In August 2016, Huang personally delivered the first production unit of Nvidia's DGX-1 AI supercomputer to OpenAI's office in San Francisco. He set the system down in front of Elon Musk and the OpenAI engineers, opened the cover, and signed the inside of the chassis with a black marker: "To Elon & the OpenAI Team! To the future of computing and humanity. I present you the World's First DGX-1!"
 

The machine inside was already a Taiwan story. Its eight Tesla P100 GPUs were Pascal-era chips built on TSMC's 16nm FinFET process with CoWoS-stacked HBM memory. The system drew 3,500 watts at full load, enough to power a typical American household, and cost US$129,000.

 
 

What made the DGX-1 radical was its architecture. The eight GPUs were linked through NVLink, Nvidia's proprietary interconnect, running at 160 gigabytes per second per GPU, roughly ten times the bandwidth of the PCI Express standard used in conventional servers. The cards behaved less like eight independent processors and more like one large processor with eight sets of arms.
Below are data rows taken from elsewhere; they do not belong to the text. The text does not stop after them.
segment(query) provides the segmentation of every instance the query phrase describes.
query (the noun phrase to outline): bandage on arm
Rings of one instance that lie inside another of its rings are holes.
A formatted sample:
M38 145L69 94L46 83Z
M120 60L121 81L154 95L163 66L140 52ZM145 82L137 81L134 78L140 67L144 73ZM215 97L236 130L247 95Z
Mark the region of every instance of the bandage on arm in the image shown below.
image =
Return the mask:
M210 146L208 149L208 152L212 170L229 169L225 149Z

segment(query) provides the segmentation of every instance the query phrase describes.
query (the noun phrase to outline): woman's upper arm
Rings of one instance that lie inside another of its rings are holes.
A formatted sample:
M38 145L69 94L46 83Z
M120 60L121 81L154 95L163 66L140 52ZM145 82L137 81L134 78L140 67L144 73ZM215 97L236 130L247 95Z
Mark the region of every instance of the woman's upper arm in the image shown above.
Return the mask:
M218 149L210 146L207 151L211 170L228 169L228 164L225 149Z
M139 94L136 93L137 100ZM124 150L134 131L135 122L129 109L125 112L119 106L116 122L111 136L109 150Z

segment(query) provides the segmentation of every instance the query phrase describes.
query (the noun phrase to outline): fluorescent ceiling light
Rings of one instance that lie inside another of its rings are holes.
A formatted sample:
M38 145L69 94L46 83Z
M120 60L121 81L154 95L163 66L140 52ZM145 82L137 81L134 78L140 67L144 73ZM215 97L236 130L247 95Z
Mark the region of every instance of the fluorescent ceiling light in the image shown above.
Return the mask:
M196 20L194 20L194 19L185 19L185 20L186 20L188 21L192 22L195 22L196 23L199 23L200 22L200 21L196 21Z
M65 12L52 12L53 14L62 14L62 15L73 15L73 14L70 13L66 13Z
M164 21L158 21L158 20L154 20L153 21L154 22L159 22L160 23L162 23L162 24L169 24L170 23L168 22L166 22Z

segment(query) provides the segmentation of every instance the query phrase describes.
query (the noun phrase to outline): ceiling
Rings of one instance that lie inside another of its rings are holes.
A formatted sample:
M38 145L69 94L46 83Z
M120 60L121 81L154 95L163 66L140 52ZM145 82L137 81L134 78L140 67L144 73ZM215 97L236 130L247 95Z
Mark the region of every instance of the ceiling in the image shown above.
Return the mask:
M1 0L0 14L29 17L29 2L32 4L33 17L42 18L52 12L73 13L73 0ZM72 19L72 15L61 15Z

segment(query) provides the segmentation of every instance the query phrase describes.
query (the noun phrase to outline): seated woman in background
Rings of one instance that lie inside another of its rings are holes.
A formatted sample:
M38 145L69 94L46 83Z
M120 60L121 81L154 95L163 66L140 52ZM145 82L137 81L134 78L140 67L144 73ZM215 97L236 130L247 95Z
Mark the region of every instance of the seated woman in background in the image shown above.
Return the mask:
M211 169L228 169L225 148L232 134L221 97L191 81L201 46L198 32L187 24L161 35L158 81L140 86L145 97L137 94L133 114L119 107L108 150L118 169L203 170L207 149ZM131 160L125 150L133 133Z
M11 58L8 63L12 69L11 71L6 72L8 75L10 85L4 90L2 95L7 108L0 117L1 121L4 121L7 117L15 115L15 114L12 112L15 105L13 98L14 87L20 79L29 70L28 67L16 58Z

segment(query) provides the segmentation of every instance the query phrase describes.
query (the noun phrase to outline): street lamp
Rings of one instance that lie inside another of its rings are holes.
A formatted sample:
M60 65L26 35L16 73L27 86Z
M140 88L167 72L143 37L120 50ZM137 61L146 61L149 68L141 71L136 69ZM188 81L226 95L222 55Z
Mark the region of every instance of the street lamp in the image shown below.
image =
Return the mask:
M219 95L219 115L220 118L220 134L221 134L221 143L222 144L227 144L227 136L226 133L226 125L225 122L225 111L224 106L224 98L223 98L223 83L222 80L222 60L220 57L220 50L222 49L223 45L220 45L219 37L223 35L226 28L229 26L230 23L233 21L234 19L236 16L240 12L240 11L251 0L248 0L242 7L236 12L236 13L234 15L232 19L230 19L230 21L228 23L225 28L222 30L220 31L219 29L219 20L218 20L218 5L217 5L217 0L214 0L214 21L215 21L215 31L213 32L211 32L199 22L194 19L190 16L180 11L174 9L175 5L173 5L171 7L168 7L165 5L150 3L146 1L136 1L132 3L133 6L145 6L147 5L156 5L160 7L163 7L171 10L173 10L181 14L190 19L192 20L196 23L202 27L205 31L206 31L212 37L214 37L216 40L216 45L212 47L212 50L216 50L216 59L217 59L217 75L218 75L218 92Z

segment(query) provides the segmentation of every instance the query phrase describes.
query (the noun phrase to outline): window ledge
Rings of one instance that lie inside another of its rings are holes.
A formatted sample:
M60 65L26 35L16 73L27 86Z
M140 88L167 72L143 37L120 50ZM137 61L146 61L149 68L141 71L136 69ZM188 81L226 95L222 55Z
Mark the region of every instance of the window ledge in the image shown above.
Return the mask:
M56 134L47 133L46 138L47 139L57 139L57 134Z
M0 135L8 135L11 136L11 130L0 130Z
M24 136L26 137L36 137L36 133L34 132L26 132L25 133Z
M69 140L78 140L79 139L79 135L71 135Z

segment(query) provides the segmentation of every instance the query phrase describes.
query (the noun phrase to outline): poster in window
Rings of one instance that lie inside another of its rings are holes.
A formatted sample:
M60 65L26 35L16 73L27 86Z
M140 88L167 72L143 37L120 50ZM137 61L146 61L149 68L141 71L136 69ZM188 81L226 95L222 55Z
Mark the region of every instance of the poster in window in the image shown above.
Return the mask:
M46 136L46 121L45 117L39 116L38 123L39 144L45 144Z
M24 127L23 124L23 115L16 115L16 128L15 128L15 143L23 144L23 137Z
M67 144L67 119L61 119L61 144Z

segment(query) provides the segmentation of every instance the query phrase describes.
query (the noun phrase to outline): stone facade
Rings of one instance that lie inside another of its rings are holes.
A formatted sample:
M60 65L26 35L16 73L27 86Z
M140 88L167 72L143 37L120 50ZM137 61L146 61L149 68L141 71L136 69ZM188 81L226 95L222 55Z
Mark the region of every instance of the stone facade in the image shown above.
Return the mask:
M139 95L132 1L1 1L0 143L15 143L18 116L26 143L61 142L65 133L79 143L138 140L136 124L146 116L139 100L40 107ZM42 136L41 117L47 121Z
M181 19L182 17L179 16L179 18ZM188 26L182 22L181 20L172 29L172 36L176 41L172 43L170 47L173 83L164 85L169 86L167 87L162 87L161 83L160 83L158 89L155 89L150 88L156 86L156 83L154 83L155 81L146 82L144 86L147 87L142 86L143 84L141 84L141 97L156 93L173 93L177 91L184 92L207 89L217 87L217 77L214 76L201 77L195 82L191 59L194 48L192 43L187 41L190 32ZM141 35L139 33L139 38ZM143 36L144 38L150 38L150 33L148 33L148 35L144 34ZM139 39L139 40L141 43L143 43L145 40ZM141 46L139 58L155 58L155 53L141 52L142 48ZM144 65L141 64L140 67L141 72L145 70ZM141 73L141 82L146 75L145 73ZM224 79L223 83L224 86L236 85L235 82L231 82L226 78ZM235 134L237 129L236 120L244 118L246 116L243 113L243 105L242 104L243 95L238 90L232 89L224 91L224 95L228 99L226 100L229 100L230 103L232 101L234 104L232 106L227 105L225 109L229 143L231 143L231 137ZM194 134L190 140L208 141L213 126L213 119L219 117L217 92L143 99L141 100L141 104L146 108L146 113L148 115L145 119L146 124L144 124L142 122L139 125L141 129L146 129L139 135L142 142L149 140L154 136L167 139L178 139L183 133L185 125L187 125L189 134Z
Building the server around the GPUs rather than the CPU was a decisive break with thirty years of server design, and it shaped everything that followed.
 

But the DGX-1 had a limitation that mattered more than its specifications. It sold one box at a time. The hyperscalers building data centers around GPU compute wanted thousands of identical servers, configured to their own specifications and sourced through the contract manufacturers they had used for a decade. Nvidia had a design house in Santa Clara and a single assembly line. It could not ramp to the volumes Microsoft, Google, Meta, and Amazon were beginning to plan around.
 

The answer was the HGX Partner Program, announced in May 2017. Nvidia opened the DGX-1 design under a licensing framework that let four Taiwan ODMs build the same architecture, customized to each hyperscaler and procured through the channels those customers already used.
 

The four were Foxconn, Inventec, Quanta, and Wistron, the companies that already built most of the world's cloud-server hardware. Nvidia did not have to forge a new manufacturing relationship with each hyperscaler. The relationships existed. They simply had to be pointed at a new product.
 

Taiwan's advantage was not only its customer base but its speed when designs changed. The HGX architecture allowed customer-specific variations in memory, networking, storage, and chassis dimensions, and supplying them required a component ecosystem that could turn around new specifications in days rather than months. That ecosystem already existed, clustered along the manufacturing corridor running through Taipei, Taoyuan, and Hsinchu.

 
 

By the end of 2019, the model was working. The foundation Taiwan would build the AI era on was now in place.